Purpose in keeping weapons is question of fact which must be submitted to jury. The question of the defendant’s purpose in keeping the weapons in order to establish the affirmative defense based on his constitutional right to keep and bear arms under section 13 of art. II, Colo. Const. is one for the fact finder to determine at trial. People v. Ford, 193 Colo. 459, 568 P.2d 26 (1977).

But burden of proof is still on prosecution. After the defendant by competent evidence has raised the affirmative defense under section 13 of art. II, Colo. Const., the prosecution will still have the overall burden of proving its case. People v. Ford, 193 Colo. 459, 568 P.2d 26 (1977).

Trial court properly excluded affirmative defense based on section 13 of article II, Colo. Const., and a proposed jury instruction where the defendant’s offer of proof was insufficient to support the proposed affirmative defense. People v. Barger, 732 P.2d 1225 (Colo. App. 1986).
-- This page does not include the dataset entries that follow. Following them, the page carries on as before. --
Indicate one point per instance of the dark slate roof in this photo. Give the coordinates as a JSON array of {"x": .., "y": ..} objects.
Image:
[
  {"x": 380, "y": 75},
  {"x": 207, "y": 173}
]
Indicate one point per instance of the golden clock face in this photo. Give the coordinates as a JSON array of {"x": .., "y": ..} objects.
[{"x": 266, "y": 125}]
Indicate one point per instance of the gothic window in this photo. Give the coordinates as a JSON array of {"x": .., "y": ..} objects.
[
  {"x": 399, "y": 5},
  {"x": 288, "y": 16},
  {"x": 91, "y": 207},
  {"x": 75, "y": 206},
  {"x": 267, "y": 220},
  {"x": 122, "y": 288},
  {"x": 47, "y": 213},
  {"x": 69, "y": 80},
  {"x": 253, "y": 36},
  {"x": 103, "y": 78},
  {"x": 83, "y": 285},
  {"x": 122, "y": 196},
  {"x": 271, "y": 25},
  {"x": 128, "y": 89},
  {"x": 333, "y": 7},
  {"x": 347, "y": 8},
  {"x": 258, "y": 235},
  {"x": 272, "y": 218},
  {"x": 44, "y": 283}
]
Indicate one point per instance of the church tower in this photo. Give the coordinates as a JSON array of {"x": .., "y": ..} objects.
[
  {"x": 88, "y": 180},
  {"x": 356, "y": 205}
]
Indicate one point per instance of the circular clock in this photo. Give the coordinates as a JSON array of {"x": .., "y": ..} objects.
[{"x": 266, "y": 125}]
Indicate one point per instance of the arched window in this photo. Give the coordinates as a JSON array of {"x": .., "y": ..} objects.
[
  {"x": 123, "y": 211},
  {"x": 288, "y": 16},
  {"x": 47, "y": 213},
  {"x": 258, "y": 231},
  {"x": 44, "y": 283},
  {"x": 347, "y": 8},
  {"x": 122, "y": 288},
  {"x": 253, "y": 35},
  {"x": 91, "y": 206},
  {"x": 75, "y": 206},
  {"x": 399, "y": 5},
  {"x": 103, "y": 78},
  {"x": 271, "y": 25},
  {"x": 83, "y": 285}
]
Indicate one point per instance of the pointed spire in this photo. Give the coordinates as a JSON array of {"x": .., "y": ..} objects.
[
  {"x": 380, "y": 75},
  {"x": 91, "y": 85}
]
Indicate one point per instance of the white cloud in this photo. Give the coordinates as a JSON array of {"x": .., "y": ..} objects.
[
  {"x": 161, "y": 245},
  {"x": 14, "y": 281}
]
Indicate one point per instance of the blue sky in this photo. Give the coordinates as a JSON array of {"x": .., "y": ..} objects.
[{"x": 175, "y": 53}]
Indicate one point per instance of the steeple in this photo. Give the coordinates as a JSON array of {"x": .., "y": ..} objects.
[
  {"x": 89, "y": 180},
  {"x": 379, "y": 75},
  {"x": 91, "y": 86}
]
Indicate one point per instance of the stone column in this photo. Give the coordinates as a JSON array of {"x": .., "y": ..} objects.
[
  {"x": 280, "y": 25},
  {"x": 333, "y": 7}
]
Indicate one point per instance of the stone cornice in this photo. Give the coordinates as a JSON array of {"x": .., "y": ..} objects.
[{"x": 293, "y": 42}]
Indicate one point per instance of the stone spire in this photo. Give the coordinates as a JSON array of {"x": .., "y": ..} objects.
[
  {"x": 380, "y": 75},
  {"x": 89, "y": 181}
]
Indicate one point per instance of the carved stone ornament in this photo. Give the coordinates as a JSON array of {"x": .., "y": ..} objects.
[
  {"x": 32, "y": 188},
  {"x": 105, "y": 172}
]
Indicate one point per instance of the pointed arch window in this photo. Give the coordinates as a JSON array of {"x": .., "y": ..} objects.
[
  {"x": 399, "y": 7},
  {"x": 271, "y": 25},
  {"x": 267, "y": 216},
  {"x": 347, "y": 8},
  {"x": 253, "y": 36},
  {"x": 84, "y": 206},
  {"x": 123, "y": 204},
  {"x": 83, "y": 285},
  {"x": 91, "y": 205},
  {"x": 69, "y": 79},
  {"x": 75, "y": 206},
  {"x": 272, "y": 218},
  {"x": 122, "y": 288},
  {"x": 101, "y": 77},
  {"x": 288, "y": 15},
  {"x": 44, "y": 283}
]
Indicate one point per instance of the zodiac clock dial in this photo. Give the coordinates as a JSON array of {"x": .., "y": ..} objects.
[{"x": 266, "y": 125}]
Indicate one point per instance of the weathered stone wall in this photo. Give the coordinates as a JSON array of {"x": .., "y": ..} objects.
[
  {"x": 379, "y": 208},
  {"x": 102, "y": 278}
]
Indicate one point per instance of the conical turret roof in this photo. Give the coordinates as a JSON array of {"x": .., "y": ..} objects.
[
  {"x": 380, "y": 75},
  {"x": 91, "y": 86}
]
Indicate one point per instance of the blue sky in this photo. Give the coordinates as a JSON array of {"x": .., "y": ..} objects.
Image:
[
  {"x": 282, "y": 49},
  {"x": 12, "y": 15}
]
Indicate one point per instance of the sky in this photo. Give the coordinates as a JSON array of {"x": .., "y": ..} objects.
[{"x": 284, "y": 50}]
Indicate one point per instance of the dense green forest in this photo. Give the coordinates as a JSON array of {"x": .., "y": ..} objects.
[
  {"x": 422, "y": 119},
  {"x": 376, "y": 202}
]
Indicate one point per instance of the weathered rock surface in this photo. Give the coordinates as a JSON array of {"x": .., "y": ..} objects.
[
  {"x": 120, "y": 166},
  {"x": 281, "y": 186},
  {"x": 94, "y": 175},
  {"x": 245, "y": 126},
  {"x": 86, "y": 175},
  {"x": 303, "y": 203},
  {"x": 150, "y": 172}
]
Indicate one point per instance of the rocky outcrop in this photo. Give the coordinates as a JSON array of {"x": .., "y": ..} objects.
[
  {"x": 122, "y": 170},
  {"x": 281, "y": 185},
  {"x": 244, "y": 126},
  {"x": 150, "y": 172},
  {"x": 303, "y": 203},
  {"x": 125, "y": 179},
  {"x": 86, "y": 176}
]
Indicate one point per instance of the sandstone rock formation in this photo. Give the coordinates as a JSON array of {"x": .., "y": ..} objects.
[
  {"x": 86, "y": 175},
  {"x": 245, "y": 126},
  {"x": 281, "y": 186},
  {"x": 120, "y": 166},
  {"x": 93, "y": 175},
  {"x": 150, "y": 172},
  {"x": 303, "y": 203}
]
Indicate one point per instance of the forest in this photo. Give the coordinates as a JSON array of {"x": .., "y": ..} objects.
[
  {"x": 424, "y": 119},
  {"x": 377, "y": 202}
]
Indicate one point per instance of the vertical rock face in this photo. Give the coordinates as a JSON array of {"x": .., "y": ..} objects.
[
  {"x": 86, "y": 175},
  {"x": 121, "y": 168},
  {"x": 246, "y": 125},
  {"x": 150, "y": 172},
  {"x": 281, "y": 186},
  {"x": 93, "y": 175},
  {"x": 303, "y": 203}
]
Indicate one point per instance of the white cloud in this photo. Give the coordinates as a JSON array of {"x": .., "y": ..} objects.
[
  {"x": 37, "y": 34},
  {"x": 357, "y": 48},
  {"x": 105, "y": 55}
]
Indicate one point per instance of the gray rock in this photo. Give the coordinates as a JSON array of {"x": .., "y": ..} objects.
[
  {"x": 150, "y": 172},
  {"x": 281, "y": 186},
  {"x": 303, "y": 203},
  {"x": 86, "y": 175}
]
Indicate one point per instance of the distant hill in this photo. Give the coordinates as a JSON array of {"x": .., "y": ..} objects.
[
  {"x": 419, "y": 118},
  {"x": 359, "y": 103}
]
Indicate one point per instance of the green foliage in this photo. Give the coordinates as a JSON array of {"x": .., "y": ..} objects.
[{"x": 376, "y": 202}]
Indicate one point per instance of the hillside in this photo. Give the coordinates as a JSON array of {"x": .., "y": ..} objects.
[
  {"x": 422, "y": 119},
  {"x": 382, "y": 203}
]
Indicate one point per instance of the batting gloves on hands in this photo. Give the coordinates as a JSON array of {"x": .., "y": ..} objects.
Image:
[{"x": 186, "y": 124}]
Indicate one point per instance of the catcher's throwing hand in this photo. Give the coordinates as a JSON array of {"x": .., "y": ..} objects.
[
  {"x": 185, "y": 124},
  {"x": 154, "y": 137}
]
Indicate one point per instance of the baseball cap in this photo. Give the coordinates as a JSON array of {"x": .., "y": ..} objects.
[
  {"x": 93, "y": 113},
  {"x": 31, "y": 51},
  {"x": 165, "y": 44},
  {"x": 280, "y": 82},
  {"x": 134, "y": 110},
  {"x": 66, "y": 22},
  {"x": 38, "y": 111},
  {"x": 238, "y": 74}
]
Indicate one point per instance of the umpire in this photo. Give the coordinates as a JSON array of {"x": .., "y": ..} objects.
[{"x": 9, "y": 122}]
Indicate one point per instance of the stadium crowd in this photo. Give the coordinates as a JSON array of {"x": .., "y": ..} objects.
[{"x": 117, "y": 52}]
Trial court’s instruction to jury that second degree assault involved force or violence as a matter of law was proper for conviction under this statute notwithstanding fact that second degree assault could involve injury to another resulting from the administration of drug or other substance. People v. Allaire, 843 P.2d 38 (Colo. App. 1992).

Jury must find “knowing” possession to convict. To convict a previous offender of possessing a weapon, the jury must find, not mere possession, but that the defendant “knowingly” possessed the weapon and that he understood that the object possessed was a weapon. People v. Tenorio, 197 Colo. 137, 590 P.2d 952 (1979).

To convict under this section, the prosecution must prove that one of the defendant’s intended uses for the instrument was as a weapon. As so construed, the section is not overbroad. People v. Gross, 830 P.2d 933 (Colo. 1992).

This section is not void for vagueness in regard to the definitions of weapon cited therein. “Weapon” has a commonly understood meaning and the definition of “knife” cited in this section is sufficiently specific to give fair warning of the proscribed conduct. People v. Gross, 830 P.2d 933 (Colo. 1992).

Broad definition of “knife”, incorporated into this section by reference to § 18-12-101, is constitutional. Where defendant possessed a screwdriver with specific intent to use it as a weapon, elements of crime were present. But this section does not prohibit possession of such an instrument for an innocent purpose, so prohibition is neither unconstitutionally vague nor overbroad. People v. Gross, 830 P.2d 933 (Colo. 1992).